Scaling Out with Idle Nodes

To ensure reliability, prepare ECS or BMS nodes first by referring to Adding Nodes for a large-scale cluster, and scale out the cluster with idle nodes.

  • Disable automatic redistribution when you scale out a large-scale cluster to facilitate retries upon failures for improved reliability.
  • After the scale-out is complete, manually perform redistribution to ensure that multiple retries can be performed in this phase.

Precautions

  • A number of available nodes must be added to the cluster in advance so that idle nodes can be created and added for scale-out.
  • The anti-affinity rule dictates that the number of idle nodes to be added must be an integer multiple of the cluster ring size.
  • After you start a scale-out, the system first checks for scale-out prerequisites. If your cluster fails the check, modify configurations as prompted and try again. For details, see What Do I Do If the Scale-out Check Fails?

Procedure

  1. Log in to the GaussDB(DWS) management console.
  2. Click Clusters. All clusters are displayed by default.
  3. In the Operation column of the target cluster, choose More > Scale Node > Scale Out.
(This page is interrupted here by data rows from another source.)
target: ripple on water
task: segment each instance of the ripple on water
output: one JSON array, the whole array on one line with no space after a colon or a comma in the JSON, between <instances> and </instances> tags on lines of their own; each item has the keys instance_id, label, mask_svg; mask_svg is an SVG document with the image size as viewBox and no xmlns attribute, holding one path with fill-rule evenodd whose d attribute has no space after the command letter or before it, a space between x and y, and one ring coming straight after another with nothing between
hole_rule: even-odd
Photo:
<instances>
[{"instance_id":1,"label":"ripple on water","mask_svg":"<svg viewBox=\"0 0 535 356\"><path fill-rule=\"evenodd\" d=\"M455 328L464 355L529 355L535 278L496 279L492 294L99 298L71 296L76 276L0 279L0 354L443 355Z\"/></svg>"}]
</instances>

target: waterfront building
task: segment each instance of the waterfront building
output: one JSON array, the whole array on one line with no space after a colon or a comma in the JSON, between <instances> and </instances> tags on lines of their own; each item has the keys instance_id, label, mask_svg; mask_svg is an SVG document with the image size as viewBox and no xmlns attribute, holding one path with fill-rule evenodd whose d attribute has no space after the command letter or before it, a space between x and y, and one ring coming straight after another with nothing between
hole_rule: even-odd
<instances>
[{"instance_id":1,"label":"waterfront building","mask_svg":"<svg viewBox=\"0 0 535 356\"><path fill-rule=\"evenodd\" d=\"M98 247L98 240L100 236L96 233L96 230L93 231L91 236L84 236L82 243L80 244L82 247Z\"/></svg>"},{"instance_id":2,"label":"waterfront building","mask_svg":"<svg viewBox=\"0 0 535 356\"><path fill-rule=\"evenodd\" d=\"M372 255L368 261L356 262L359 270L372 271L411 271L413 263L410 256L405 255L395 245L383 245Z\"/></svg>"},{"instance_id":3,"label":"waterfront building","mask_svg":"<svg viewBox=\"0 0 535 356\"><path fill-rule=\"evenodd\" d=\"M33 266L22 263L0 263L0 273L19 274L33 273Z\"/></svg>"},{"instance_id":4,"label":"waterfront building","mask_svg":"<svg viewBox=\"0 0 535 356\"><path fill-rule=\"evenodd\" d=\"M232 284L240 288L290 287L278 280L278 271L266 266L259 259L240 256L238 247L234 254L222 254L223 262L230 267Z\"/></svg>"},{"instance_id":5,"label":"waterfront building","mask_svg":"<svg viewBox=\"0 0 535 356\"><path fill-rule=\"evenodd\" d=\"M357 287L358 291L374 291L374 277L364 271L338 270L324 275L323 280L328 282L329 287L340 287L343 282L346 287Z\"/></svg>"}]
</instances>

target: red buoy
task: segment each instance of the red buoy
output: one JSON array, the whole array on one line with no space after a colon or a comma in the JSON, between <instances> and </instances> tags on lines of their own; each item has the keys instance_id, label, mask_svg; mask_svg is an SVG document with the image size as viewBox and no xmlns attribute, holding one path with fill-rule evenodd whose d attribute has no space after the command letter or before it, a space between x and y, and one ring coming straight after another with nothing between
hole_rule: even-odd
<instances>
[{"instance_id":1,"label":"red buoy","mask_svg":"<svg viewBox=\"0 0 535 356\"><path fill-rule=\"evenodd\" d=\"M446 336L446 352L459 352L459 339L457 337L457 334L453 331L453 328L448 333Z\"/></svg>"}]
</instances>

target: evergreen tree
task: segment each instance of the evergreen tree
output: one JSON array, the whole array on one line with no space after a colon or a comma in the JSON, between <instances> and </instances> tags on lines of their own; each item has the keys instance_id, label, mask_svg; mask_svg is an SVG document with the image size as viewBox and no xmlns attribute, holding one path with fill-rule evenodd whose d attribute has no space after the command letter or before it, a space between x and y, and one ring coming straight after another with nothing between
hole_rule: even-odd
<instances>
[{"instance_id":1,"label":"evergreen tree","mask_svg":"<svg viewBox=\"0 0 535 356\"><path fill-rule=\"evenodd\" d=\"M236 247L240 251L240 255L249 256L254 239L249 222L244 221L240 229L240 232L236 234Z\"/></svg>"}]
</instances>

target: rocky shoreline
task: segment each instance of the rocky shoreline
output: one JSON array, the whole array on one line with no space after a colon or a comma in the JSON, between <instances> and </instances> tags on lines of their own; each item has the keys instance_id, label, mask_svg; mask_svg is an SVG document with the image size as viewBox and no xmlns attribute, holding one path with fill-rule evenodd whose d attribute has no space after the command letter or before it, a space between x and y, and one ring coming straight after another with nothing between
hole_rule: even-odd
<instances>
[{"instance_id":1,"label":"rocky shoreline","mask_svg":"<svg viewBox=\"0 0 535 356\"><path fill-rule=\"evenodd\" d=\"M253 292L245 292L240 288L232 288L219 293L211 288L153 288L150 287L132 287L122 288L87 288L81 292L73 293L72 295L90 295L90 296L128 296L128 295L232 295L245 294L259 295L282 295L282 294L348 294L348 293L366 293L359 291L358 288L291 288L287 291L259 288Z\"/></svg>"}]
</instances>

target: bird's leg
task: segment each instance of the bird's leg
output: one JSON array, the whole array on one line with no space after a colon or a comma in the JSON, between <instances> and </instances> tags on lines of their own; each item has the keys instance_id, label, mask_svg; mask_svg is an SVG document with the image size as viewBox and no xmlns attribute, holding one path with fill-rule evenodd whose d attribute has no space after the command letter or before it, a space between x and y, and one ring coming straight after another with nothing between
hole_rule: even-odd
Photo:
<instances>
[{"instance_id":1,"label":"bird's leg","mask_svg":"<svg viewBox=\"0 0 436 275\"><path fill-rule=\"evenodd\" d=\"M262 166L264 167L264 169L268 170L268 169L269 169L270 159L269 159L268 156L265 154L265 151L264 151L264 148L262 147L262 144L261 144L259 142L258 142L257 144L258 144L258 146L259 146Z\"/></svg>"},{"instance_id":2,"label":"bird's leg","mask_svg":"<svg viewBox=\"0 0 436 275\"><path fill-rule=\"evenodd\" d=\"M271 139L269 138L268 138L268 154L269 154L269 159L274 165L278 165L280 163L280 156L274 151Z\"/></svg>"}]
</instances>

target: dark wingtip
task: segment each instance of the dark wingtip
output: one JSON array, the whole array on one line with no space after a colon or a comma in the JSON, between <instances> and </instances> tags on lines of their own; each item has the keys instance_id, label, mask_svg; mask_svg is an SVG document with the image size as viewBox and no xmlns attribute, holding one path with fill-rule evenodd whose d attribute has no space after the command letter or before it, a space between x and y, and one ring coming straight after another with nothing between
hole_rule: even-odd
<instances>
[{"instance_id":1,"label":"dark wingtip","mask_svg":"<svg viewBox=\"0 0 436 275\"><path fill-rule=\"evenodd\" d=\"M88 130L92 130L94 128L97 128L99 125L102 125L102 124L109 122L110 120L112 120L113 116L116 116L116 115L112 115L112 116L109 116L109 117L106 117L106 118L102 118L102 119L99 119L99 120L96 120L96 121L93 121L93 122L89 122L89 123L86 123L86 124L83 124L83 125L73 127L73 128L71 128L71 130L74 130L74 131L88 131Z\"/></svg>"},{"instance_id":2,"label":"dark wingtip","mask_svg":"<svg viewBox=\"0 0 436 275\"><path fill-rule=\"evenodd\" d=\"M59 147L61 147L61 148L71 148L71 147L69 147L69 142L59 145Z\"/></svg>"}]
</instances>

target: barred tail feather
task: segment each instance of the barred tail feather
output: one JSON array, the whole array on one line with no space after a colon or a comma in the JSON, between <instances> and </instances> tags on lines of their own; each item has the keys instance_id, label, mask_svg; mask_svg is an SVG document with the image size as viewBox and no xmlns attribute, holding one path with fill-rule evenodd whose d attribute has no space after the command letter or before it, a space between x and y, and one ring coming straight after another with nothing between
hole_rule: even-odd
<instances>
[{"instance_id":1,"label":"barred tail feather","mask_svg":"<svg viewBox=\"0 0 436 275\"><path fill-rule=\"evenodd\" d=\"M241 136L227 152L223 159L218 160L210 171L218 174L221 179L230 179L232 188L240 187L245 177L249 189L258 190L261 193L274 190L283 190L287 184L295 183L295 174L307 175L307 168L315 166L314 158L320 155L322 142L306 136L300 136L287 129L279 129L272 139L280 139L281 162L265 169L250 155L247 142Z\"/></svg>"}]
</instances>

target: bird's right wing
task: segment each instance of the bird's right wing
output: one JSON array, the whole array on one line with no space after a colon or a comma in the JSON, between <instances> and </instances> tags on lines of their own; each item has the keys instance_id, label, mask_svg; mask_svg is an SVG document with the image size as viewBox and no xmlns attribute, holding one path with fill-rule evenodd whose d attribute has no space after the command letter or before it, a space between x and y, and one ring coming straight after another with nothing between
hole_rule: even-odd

    If there are idle nodes in the cluster, the system displays a message asking you whether to add nodes.

  4. Configure the scale-out and redistribution parameters as required. For details, see Scaling Out a Cluster.

    Then click Next: Confirm.

  5. Confirm the information and click Submit.

Viewing Scaling Details

  1. Log in to the GaussDB(DWS) management console.
  2. Choose Clusters.
  3. In the Task Information column of a cluster, click View Details.

  4. Check the scale-out status of the cluster on the scaling details page.